# How Data Discovery and Classification Can Help Secure PII

When it comes to cybersecurity, data discovery can sometimes be an overlooked component of many organizations’ approach to securing data. However, the importance that data discovery has for any modern organization or enterprise cannot be understated. Data discovery tools help provide security teams with data visibility, or the ability to know where sensitive data is and whether its in use. Organizations can leverage this visibility to determine where their security efforts should be focused, what data to secure, how to comply with industry regulations, and what internal policies are necessary for managing data.

## What does data discovery involve?

Data discovery is exactly what it sounds like it’s the act of discovering data across your organization’s systems. Within the context of information security, data discovery is a process generally carried out by auditing tools designed to scan applications, networks, or endpoints for specific types of data. These tools can be anything from data loss prevention (DLP) solutions, like Nightfall, to access brokers and other monitoring or data policy enforcement tools.

Depending on your organization’s determined use case, it could make sense to use a discovery tool narrowly, like within a single application, or across all of your infrastructure. To illustrate this, consider a hypothetical outpatient clinic that wishes to communicate over Slack with affiliated clinics about patient care notes to help triage incoming patients more quickly. In such a case, it might make sense to invest in a HIPAA compliant data visibility solution specifically for Slack.
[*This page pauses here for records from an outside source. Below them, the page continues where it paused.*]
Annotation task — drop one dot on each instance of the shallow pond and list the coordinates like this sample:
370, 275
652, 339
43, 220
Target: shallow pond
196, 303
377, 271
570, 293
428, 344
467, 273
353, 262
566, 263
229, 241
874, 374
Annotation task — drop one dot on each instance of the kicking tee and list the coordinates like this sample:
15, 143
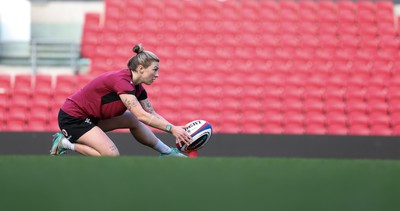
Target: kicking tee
99, 99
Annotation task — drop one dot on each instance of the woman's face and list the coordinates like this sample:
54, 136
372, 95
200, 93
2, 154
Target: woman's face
150, 73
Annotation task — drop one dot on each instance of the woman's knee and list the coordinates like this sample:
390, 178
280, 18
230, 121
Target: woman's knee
112, 151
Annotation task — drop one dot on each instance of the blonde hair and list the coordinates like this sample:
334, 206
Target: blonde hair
142, 57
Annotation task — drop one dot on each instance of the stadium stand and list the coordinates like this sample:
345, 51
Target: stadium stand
292, 67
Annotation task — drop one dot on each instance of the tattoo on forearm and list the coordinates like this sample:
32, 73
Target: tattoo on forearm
147, 106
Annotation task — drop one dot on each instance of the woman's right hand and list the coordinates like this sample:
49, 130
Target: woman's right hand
181, 135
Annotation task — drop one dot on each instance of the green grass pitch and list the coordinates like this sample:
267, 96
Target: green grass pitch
152, 183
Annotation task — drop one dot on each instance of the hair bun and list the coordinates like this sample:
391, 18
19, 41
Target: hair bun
138, 48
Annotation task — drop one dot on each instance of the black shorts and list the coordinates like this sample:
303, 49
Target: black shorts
74, 127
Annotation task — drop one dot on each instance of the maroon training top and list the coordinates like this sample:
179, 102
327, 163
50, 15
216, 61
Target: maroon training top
99, 99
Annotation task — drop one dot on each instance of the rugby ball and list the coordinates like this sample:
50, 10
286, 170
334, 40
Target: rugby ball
201, 132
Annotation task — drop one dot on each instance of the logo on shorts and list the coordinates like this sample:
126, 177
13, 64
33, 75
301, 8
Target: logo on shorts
87, 120
65, 133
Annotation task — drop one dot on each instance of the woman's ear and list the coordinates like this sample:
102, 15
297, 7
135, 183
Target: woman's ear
140, 68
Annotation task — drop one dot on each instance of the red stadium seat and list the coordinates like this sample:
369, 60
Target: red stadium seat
23, 80
5, 81
273, 123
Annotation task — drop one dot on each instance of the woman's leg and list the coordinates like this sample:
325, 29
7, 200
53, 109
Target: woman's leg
96, 143
127, 120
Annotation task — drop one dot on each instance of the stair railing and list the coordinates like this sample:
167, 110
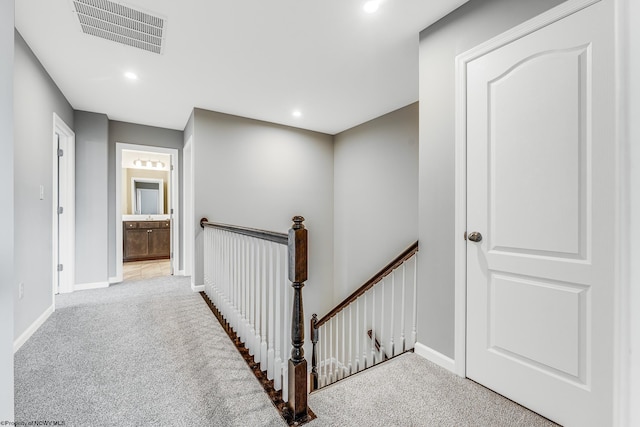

## What are the features of an effective data discovery platform?

Ultimately, your needs will determine what types of data discovery tools make sense to use; however, you should generally consider the following features to be integral in your efforts to increase your organization’s data visibility:

### 1. Use a platform that makes classification part of the discovery process

Although being able to monitor your data is central to the concept of data discovery, having the ability to classify your data is arguably even more important. Data classification lets you parse files and/or strings of data to properly categorize data found within structured or unstructured data sources. If this process is conducted with a high degree of accuracy (i.e. without false positives), this should let you determine the content and context of the data your organization uses and stores. Furthermore, it will enable your organization to make actionable insights regarding what to do with its data and how to secure it.

There are many approaches to data classification. For instance, some data discovery tools with classification features might use regular expressions, or regexes, to determine the content of data. In contrast, other tools might apply heuristics to assess the context of data. Our platform, Nightfall, is unique from these traditional approaches in that we’ve built custom machine learning detectors specifically trained to identify common types of PII across a variety of SaaS and IaaS environments. This allows our platform to both account for context and improve the accuracy of our detection and classification capabilities compared to other solutions. For example with Radar, our GitHub secrets detection tool, we found that our API key detectors have significantly fewer false positives than the most popular tools. You can learn more about Radar here.

### 2. Additionally, consider platforms that enable workflow implementation or remediation

The key benefit of data discovery and classification tools is that they typically provide teams with the insights needed to create thorough data use and storage policies. Effective programs go one step further by allowing administrators to implement workflows that enforce these policies across the applications or networks where their data lives. Our Slack bot, for example, enables teams to automatically detect, quarantine, and delete offending PII across designated channels. Furthermore, we allow remediation to be turned into a learning moment by permitting administrators to customize the messages end-users see after our bot flags their activity. You can learn more about our Slack data discovery and DLP features here.

### 3. Look for tools that automate as many processes as possible

Currently, one of the biggest trends in information security is automation, and this is for good reason. The security landscape has grown in complexity with cloud, IoT, bring your own device, shadow IT, and other trends transforming where data lives and how much of it exists. This is to say nothing of the shortage of talent within cybersecurity, with some estimates suggesting that 3.5 million security jobs will go unfilled by 2021. Given these circumstances, automation isn’t just a good idea but a genuine necessity for the success of security teams today. It’s important to note that the purpose of automation isn’t to set and forget, but rather, finding security solutions that successfully leverage AI or are otherwise automated will provide organizations the elbow room needed to build comprehensive data policies. Security teams using automated tools will prove to be more effective, as they won’t need to respond to every potential incident or security misconfiguration. Nightfall’s workflows are designed with this principle in mind, allowing security policies to be seamlessly enforced from the platform’s dashboard.

### 4. Consider cloud-native discovery platforms for securing your SaaS and IaaS stack

Gartner predicts that this year the public cloud market will grow from $227.8 billion to$266.4. With cloud adoption already being mainstream, many organizations are facing the problem of business-critical data being sprayed across cloud services and infrastructure. Data discovery tools, then, need to adjust for this by being designed specifically for the cloud. Nightfall, as a cloud-native security solution, circumvents many of the visibility issues associated with more traditional DLP tools by directly integrating with business applications. This gives you transparency into what’s happening within your applications and infrastructure, regardless of your network or device configurations.